Beside Dave, Levon dan Ivor’s face was white with affliction as he watched the drama below. Dave knew how desperately Levon had wanted the death of this creature, and how adamant Tore—who feared nothing else that Dave knew—had been in binding Levon by oath not to fight Uathach alone.

Not to do what Diarmuid was doing now.

And doing, despite the horror of what he faced, with a seemingly effortless grace that somehow had, woven within its movements, the unpredictable, scintillant wit of the man. So sudden were his stops and starts, his reversals of direction—the horse seeming an extension of his mind—that twice, within moments of each other, he managed to veer around the slaug’s horn to launch brilliant slashing blows at Uathach.

Who parried with a brutal indifference that almost broke the heart to see. And each time, his pounding counterstroke sent Diarmuid reeling in the saddle with the jarring impact of parrying it. Dave knew about that: he remembered his own first urgach battle, in the dark of Faelinn Grove. He had barely been able to lift his arm for two days after blocking one of those blows. And the beast he’d faced had been to Uathach as sleep was to death.
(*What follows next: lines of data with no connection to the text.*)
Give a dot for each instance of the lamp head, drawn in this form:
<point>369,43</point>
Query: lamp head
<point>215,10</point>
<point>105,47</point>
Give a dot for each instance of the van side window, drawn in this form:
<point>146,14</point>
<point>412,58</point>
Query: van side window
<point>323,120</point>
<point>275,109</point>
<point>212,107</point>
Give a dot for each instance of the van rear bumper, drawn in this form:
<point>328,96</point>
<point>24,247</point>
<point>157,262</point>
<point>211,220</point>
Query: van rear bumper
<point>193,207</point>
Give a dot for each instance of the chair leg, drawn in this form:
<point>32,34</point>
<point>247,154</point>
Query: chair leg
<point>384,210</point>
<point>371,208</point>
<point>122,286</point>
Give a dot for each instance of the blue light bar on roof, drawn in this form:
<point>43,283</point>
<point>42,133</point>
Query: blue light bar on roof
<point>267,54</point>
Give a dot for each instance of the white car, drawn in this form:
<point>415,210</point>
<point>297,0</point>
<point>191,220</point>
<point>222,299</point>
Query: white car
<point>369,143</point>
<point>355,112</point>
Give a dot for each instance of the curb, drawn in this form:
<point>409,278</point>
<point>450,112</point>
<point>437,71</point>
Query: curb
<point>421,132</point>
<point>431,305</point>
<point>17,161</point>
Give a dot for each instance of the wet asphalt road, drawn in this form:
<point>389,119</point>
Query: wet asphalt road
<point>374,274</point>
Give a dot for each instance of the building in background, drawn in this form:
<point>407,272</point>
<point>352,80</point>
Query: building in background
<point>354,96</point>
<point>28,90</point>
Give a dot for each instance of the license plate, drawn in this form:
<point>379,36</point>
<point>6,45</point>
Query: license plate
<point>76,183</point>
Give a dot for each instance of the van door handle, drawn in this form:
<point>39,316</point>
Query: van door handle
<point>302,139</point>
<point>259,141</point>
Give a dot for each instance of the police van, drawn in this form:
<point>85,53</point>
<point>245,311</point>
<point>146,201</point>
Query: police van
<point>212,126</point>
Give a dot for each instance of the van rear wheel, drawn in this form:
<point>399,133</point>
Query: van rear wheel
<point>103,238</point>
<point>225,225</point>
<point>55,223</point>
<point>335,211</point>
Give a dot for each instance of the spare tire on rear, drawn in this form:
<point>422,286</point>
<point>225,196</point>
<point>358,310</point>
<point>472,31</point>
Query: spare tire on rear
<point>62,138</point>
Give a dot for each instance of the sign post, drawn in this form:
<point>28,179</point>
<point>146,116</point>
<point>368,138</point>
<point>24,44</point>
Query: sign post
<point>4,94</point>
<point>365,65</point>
But Diarmuid was still in saddle, still probing for an opening with his sword, wheeling his gallant mount—so small beside the slaug—in arcs and half-circles, random and disorienting, calculated to the hairsbreadth edge of sword or destroying horn, seeking an angle, a way in, a gap to penetrate in the name of Light.

“Gods, he can ride!” Levon whispered, and Dave knew that there were no words of higher, more holy praise that a Dalrei could ever speak. And it was true, it was dazzlingly true; they were watching an exercise in glory as the sun sank into the west.